Perhaps the researchers’ most stunning find came after a monkey was observed exchanging money for sex with another monkey. The monkey had learned well the value of money, and most importantly, that it could be used to trade for goods and services—even prostitution!
You might ask, Why do monkeys have or need such powerful brains—which appear to have many of the high cognitive functions of our own—if they don’t appear to use them in many of the same ways that we do? Why, if they are able to barter for food and even sex in a laboratory setting using a symbolic currency, do we not see monkey towns and cities dotted throughout the rainforests of tropical America, instead of only human towns and cities?
We can’t yet answer the second question, although it is most likely the result of a combination of factors, including a poorly-developed vocal organ that prevents the use of complex language, limited tool use, a lack of bipedalism, or other factors which we do not yet know. But we can fairly confidently answer the first question, Why do monkeys have such powerful brains?
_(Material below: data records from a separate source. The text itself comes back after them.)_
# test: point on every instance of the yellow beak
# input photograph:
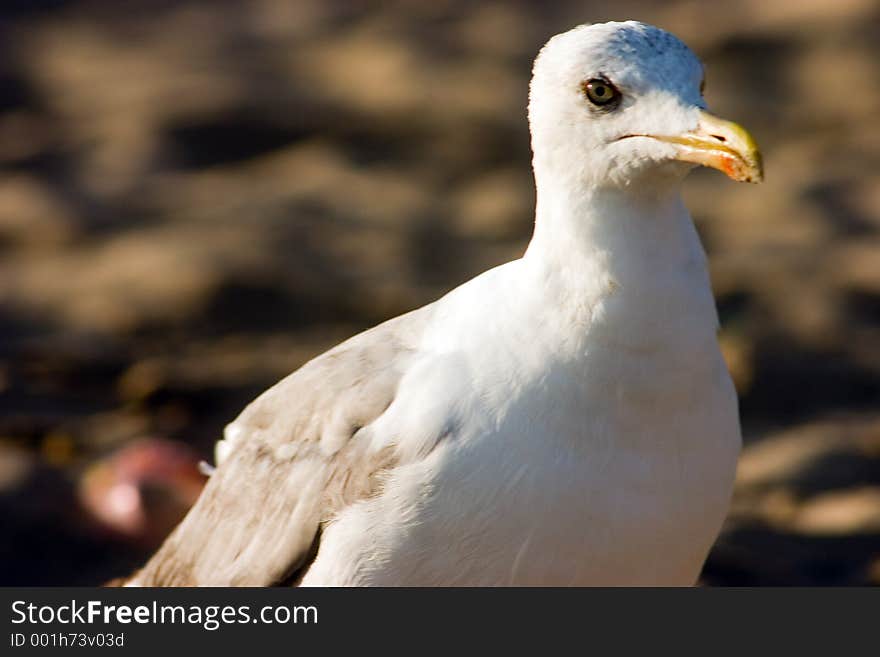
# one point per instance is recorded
(722, 145)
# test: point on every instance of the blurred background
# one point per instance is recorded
(196, 197)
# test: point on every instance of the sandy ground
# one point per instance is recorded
(197, 197)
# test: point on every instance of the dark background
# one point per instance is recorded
(197, 197)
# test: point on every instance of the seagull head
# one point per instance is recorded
(621, 104)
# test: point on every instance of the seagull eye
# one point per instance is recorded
(600, 92)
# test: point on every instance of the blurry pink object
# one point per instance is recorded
(144, 489)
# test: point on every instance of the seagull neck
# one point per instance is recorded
(623, 232)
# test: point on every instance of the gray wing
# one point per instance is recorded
(297, 457)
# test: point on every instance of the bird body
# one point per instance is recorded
(563, 419)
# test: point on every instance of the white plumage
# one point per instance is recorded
(563, 419)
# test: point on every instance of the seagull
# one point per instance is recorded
(562, 419)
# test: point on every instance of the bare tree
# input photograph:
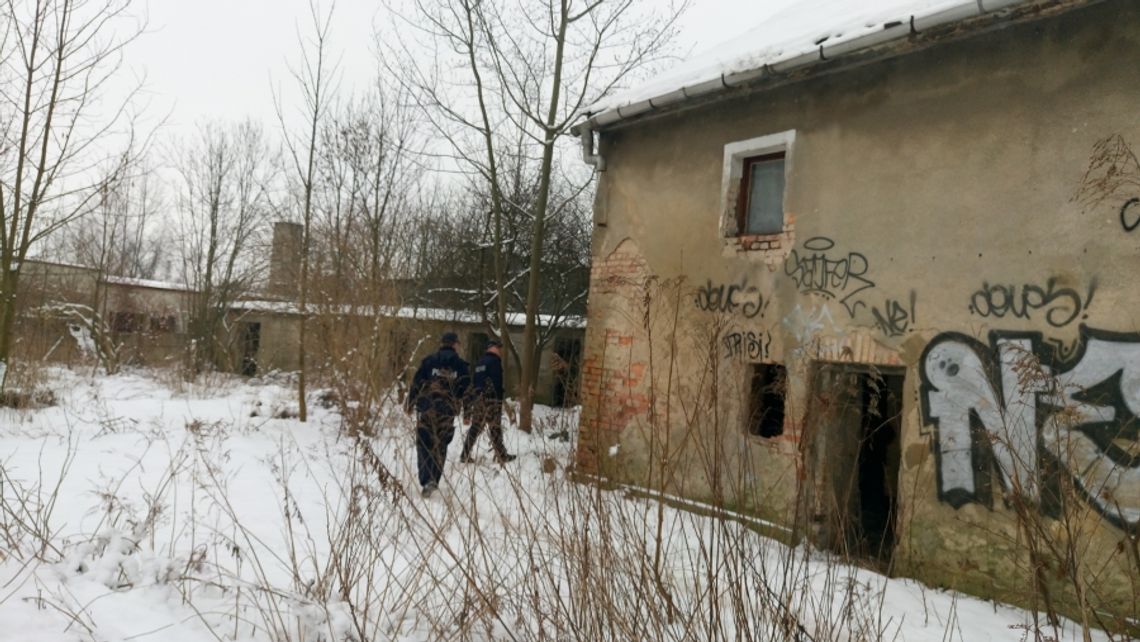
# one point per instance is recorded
(530, 68)
(312, 79)
(227, 180)
(56, 59)
(122, 235)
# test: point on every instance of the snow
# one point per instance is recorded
(794, 29)
(148, 283)
(193, 512)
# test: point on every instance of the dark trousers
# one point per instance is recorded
(433, 435)
(486, 414)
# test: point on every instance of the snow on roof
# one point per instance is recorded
(407, 313)
(147, 283)
(798, 33)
Although monkeys do not typically do math, or read or write, they do live in cooperative groups with complex social structures. Large groups provide protection in numbers, and with large snakes, jungle cats, and birds of prey standing (or slithering or flying) at the ready day and night to make a meal of a monkey, group life has its benefits.
But living in a group presents other challenges. For instance, a strict social hierarchy, in which dominant animals feed first at an abundant resource such as a fruiting tree, say, allows everyone to access food without a brawl each time food is discovered by the group. But how best to remember one’s place in such a hierarchy? Evidently, a large brain allows monkeys to know and recognize other individual monkeys, as well as their own and others’ social statuses. They also use their powerful brains, just as we do, to analyze the feelings and intentions of others, which is done with the help of a large amount of computing power. As we all know, social life and in-group politics are complex, and powerful brains have given primates the tools they need to survive and reproduce in large social groups.
This explanation makes evolutionary sense for humans, as well. Those individuals with more highly-developed brains—which should, on average, make them more competitive in a group setting—should again, on average, reproduce more. Their offspring, in turn will have bigger, more powerful brains, and so on, until, after many generations, intelligence on the order of that of humans has evolved from our more humbly intelligent ancestors.
There remains so much more to learn about human and non-human primate cognition. But one thing is already certain: monkeys are smart, and they use their brains in many of the same ways that we do, often to achieve similar or identical ends. In reality, this should not come as a surprise—on the grand evolutionary tree of life, we are very close relatives. But monkey prostitution? I don’t think anybody expected that!
Discoveries in the cognition of non-human primates—like the capuchin monkeys of Tambopata—continue to shatter the notions of total human uniqueness and our superiority over the rest of the Earth’s lifeforms. But, instead of viewing this as a demotion, I argue that such amazing discoveries are cause to celebrate. To celebrate the emerging knowledge that we are part of a complex yet beautiful creation in which all creatures share in a history and a future more interconnected and fascinating than we’ve ever before imagined—even if some of our shared characteristics might seem a bit unsavory.